Bimodal opto- and chemogenetic interrogation of neurons expressing luminopsin. (A–G) Hippocampal dentate gyrus and CA3 neurons were transduced by AAV-LMO3. (A–C) CTZ-induced bioluminescence and EPSCs in a CA1 pyramidal cell. CTZ treatment elicited bioluminescence (A), as well as fast inward currents, presumably EPSCs.

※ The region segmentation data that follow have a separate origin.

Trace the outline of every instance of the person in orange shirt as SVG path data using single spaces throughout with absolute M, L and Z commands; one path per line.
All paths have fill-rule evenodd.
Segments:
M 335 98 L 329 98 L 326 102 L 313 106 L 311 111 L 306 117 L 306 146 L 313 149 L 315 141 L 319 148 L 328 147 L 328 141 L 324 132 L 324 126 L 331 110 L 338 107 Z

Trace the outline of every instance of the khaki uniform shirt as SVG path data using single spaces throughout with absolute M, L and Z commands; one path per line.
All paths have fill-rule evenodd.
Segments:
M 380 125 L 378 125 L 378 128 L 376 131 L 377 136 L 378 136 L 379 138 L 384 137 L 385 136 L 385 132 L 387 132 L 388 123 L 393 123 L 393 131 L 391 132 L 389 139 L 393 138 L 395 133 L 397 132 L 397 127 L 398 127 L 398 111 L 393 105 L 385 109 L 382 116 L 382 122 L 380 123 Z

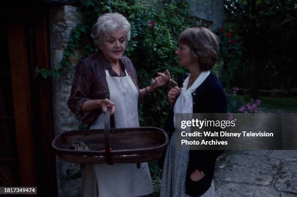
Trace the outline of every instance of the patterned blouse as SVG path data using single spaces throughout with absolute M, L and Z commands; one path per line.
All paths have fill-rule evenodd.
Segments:
M 124 69 L 126 69 L 139 91 L 136 71 L 131 60 L 128 57 L 122 57 L 119 62 L 121 67 L 120 77 L 126 76 Z M 108 70 L 111 76 L 118 77 L 101 52 L 82 59 L 77 65 L 67 104 L 69 109 L 75 114 L 76 118 L 82 121 L 83 124 L 92 124 L 102 113 L 100 109 L 82 112 L 81 107 L 84 102 L 91 99 L 109 99 L 105 69 Z

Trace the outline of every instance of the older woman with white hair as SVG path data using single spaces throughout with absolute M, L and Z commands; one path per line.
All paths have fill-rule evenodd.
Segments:
M 157 82 L 139 90 L 131 61 L 123 56 L 130 39 L 131 26 L 117 14 L 105 14 L 94 25 L 91 36 L 99 52 L 78 65 L 67 102 L 77 118 L 91 129 L 104 127 L 108 107 L 114 115 L 115 128 L 139 127 L 139 98 L 166 84 L 170 74 L 158 73 Z M 131 197 L 153 192 L 147 163 L 86 164 L 82 170 L 83 197 Z

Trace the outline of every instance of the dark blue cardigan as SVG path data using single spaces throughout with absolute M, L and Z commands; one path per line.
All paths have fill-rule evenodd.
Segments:
M 182 87 L 188 75 L 180 78 L 179 86 Z M 193 113 L 226 113 L 227 100 L 219 80 L 211 72 L 204 81 L 192 93 Z M 174 113 L 171 109 L 165 123 L 165 130 L 170 137 L 175 131 Z M 217 157 L 222 150 L 190 150 L 186 177 L 186 194 L 192 197 L 201 196 L 210 187 L 214 178 Z M 160 165 L 163 165 L 162 160 Z M 193 181 L 190 178 L 195 169 L 202 170 L 205 176 L 200 181 Z M 182 187 L 182 185 L 181 185 Z

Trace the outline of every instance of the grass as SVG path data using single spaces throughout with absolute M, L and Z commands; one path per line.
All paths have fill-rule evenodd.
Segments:
M 236 97 L 247 102 L 250 100 L 249 95 L 237 95 Z M 261 108 L 297 112 L 297 97 L 260 97 L 259 99 L 262 101 Z
M 260 97 L 260 107 L 281 110 L 297 111 L 297 98 Z

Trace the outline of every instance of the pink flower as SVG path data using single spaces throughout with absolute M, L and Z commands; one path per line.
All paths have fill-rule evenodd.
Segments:
M 245 108 L 243 107 L 241 107 L 240 108 L 238 109 L 240 112 L 243 112 L 245 111 Z

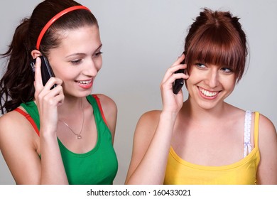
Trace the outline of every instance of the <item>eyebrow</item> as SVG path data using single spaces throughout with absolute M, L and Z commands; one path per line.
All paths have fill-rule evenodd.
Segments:
M 94 53 L 95 52 L 97 52 L 97 50 L 99 50 L 102 46 L 103 46 L 103 44 L 101 43 L 100 45 L 94 50 Z M 75 55 L 85 55 L 85 53 L 73 53 L 73 54 L 71 54 L 71 55 L 69 55 L 66 56 L 65 58 L 67 58 L 71 57 L 71 56 L 75 56 Z

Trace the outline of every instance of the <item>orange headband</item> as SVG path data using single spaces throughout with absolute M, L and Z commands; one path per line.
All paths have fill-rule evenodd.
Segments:
M 90 11 L 90 10 L 84 6 L 72 6 L 72 7 L 69 7 L 60 12 L 59 12 L 58 14 L 57 14 L 55 16 L 54 16 L 54 17 L 53 17 L 47 23 L 46 25 L 43 27 L 43 28 L 41 30 L 41 32 L 40 33 L 40 35 L 38 36 L 38 41 L 36 42 L 36 48 L 38 50 L 39 50 L 39 48 L 40 48 L 40 42 L 41 42 L 41 40 L 43 39 L 43 37 L 44 36 L 44 34 L 45 33 L 46 31 L 49 28 L 49 27 L 57 20 L 60 17 L 61 17 L 62 16 L 63 16 L 64 14 L 67 14 L 67 13 L 69 13 L 72 11 L 75 11 L 75 10 L 79 10 L 79 9 L 85 9 L 85 10 L 88 10 Z

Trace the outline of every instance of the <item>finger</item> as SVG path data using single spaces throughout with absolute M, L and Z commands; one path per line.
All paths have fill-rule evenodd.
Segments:
M 185 60 L 185 54 L 183 53 L 182 55 L 178 57 L 178 58 L 173 63 L 173 64 L 171 65 L 171 67 L 181 64 L 182 61 L 183 61 Z
M 35 67 L 35 87 L 39 89 L 43 87 L 43 80 L 41 77 L 41 60 L 39 57 L 36 59 Z
M 51 90 L 54 85 L 61 85 L 63 84 L 63 80 L 58 77 L 52 77 L 48 81 L 47 81 L 46 84 L 44 85 L 45 90 Z
M 179 64 L 176 65 L 173 65 L 168 69 L 168 70 L 165 72 L 165 74 L 163 77 L 162 82 L 165 82 L 170 78 L 173 74 L 175 73 L 179 70 L 181 69 L 185 69 L 187 68 L 187 65 L 185 64 Z M 183 73 L 183 72 L 181 72 Z

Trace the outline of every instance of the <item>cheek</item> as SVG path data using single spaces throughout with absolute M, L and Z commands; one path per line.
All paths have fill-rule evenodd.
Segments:
M 100 70 L 100 69 L 102 68 L 102 57 L 94 61 L 95 68 L 97 71 Z

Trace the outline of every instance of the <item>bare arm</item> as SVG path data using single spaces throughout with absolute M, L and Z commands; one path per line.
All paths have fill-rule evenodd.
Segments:
M 277 134 L 272 122 L 260 117 L 259 147 L 261 161 L 258 166 L 258 184 L 277 184 Z
M 0 118 L 0 149 L 16 184 L 39 184 L 39 137 L 25 117 L 11 112 Z

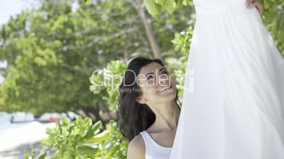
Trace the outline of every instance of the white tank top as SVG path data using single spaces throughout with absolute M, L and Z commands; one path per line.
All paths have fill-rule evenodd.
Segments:
M 144 139 L 146 159 L 169 159 L 172 148 L 164 147 L 156 143 L 146 131 L 140 132 Z

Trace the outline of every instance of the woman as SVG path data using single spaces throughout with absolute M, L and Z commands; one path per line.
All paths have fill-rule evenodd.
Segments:
M 171 159 L 284 158 L 284 59 L 245 2 L 194 0 Z
M 119 127 L 129 159 L 170 158 L 180 108 L 174 79 L 159 59 L 135 58 L 119 86 Z

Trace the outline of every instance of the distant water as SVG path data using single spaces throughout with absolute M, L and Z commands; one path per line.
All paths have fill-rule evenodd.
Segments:
M 18 119 L 30 119 L 30 115 L 23 113 L 17 114 Z M 16 156 L 22 153 L 19 151 L 38 148 L 40 139 L 47 136 L 45 128 L 55 125 L 38 122 L 11 123 L 11 114 L 0 112 L 0 158 L 18 158 Z

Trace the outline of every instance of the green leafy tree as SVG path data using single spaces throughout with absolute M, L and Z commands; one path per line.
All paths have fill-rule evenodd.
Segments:
M 161 58 L 180 56 L 170 39 L 188 26 L 191 7 L 153 20 L 147 13 L 142 18 L 140 4 L 134 1 L 79 2 L 72 11 L 68 1 L 44 1 L 38 9 L 23 11 L 1 27 L 0 61 L 8 63 L 1 71 L 1 110 L 83 110 L 102 120 L 100 111 L 109 110 L 101 99 L 112 95 L 93 94 L 88 79 L 112 60 L 155 56 L 145 20 Z M 114 108 L 112 101 L 110 107 Z

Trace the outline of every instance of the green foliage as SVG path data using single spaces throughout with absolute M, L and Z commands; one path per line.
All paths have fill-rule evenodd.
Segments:
M 73 122 L 67 118 L 57 122 L 54 127 L 47 127 L 48 137 L 42 144 L 47 148 L 37 158 L 45 158 L 47 153 L 56 149 L 51 158 L 117 158 L 126 156 L 128 142 L 120 134 L 117 123 L 112 120 L 106 129 L 101 132 L 102 122 L 92 125 L 89 117 L 78 117 Z M 31 156 L 25 151 L 25 158 L 35 158 L 34 151 Z
M 93 72 L 90 77 L 90 90 L 95 94 L 102 94 L 102 99 L 111 110 L 117 109 L 118 87 L 122 80 L 125 63 L 121 61 L 112 61 L 106 68 Z
M 143 5 L 149 13 L 156 18 L 161 14 L 162 11 L 166 11 L 170 13 L 182 5 L 192 4 L 185 0 L 145 0 Z
M 105 0 L 93 5 L 79 1 L 76 11 L 68 1 L 42 1 L 38 9 L 25 11 L 1 27 L 0 61 L 8 63 L 1 71 L 5 78 L 0 86 L 1 110 L 42 114 L 83 110 L 88 114 L 109 99 L 114 109 L 117 92 L 90 91 L 92 72 L 112 60 L 153 57 L 133 1 Z M 183 8 L 158 20 L 146 15 L 163 58 L 180 57 L 169 39 L 187 26 L 192 11 Z
M 79 117 L 73 123 L 67 118 L 57 122 L 55 127 L 47 127 L 48 137 L 42 143 L 48 148 L 45 151 L 56 148 L 52 158 L 96 158 L 100 156 L 98 144 L 103 139 L 108 139 L 110 134 L 107 130 L 99 134 L 101 122 L 92 125 L 92 120 Z
M 284 1 L 261 0 L 264 5 L 263 15 L 265 26 L 284 57 Z

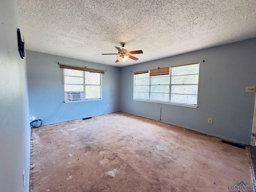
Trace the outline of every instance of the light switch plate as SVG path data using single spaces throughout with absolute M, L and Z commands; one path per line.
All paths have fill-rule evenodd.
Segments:
M 251 86 L 250 87 L 246 87 L 246 92 L 255 92 L 255 86 Z

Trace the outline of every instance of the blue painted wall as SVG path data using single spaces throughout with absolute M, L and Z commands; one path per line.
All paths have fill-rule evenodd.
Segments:
M 133 72 L 198 62 L 197 108 L 133 100 Z M 255 93 L 245 87 L 256 85 L 256 38 L 123 67 L 120 77 L 121 111 L 160 120 L 162 109 L 164 122 L 250 144 Z
M 17 1 L 0 4 L 0 191 L 28 192 L 30 128 L 26 57 L 20 56 L 17 28 L 22 30 Z
M 28 50 L 26 55 L 30 115 L 49 123 L 61 114 L 65 104 L 64 75 L 58 62 L 107 71 L 102 74 L 102 100 L 67 103 L 56 123 L 120 110 L 119 68 Z

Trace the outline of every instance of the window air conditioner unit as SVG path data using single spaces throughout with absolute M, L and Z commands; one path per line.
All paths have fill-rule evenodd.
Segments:
M 69 93 L 69 100 L 70 101 L 81 100 L 81 93 Z

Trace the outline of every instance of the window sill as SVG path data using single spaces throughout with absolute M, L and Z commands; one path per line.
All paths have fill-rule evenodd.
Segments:
M 144 99 L 133 99 L 134 101 L 145 101 L 146 102 L 151 102 L 152 103 L 162 103 L 163 104 L 167 104 L 168 105 L 176 105 L 177 106 L 181 106 L 182 107 L 190 107 L 191 108 L 197 108 L 198 105 L 190 105 L 188 104 L 181 104 L 176 103 L 171 103 L 170 102 L 164 102 L 163 101 L 153 101 L 152 100 L 146 100 Z
M 66 103 L 76 103 L 78 102 L 86 102 L 88 101 L 102 101 L 102 99 L 86 99 L 86 100 L 74 100 L 73 101 L 64 101 Z

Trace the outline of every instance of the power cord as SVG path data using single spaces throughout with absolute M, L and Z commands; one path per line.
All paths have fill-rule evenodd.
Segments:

B, Inset shows inward currents on a faster time scale. (C) Time course of CTZ-induced increase in EPSC frequency. (D–G) Mapping local excitatory inputs of a CA1 pyramidal cell. (D) Image shows fluorescence from the EYFP tag (green) overlaid on a bright-field image of a hippocampal slice. (E) CA1 pyramidal cell was whole-cell patch clamped with a pipette filled with Texas Red dye, with dye fluorescence revealing morphology of the neuron. (F, Left) Map of excitatory inputs activated by brief laser light spots scanned throughout the part of the CA1 region shown in E. Pseudo color scale (lower left) indicates amplitudes of EPSCs evoked when laser spot was positioned at each location, whereas the red image illustrates cell morphology (from E). (F, Right) Representative EPSCs evoked at locations indicated by corresponding numbers in map at left. (G) Light flash (blue) evoked EPSCs (black) that were blocked by treatment with the glutamate receptor antagonists CNQX and d-AP5 (red).